Barone offers up two legacies of 1960s liberalism to illustrate his point: the transformations of Texas and Florida in the period between 1970 and 2010. In those 30 years, the population of Texas rose from 11 million to 25 million; Florida’s jumped from 6.8 million to 16 million. For a visible reminder of what these non-immigrant migrants left behind, the author recommends a ride on Amtrak from Washington to Boston.
Barone is most sympathetic to the plight of Latino immigrants. He finds them hard-working and less likely to attach themselves to the welfare state than reform critics often argue.

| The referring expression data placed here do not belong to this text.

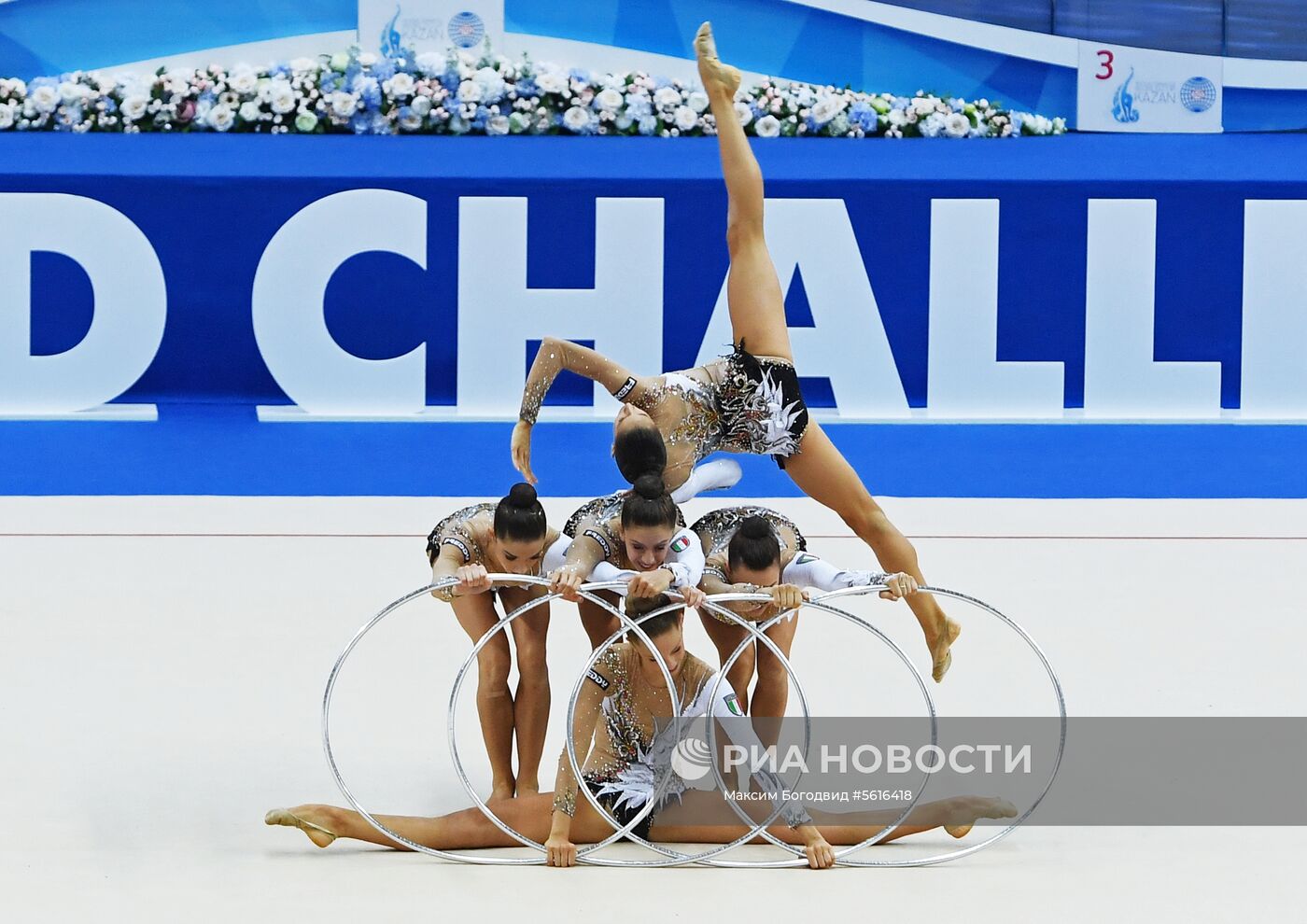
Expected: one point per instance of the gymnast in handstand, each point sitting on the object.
(748, 401)
(624, 702)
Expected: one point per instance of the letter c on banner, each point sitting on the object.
(131, 303)
(289, 289)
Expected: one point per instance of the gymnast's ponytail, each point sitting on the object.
(754, 545)
(649, 505)
(639, 451)
(519, 516)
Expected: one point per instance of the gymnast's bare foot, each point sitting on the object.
(716, 77)
(307, 819)
(966, 809)
(941, 659)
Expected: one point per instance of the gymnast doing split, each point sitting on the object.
(623, 704)
(745, 402)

He attributes their failure to assimilate into American society and acquire fluency in English (in comparison with the rapidity of their Ellis Island antecedents) to four factors: the prevalence of large, predominantly Spanish-speaking neighborhoods; significant numbers of employers who use Spanish in the workplace; the failure of bilingual education and public education generally; and elite policymakers who regard assimilation as oppressive and cultural maintenance as liberating.
Barone castigates policymakers and bankers for pushing—in the name of “minority home ownership”—non-creditworthy buyers with no W-2 forms into $350,000 homes: He estimates that Latino immigrants accounted for one-third of all foreclosures during the Great Recession.
While he subscribes to the view that Americans are (in Bill Bishop’s term) “sorting themselves out” by political and social views as well as lifestyles, Barone does not see the United States pulling itself apart any time soon. He attributes this to the genius of the Framers in bequeathing us a system that puts a premium on limited government, accommodation, and tolerance. Let us hope he’s right.
Alvin S. Felzenberg is the author, most recently, of The Leaders We Deserved (and a Few We Didn’t): Rethinking the Presidential Rating Game.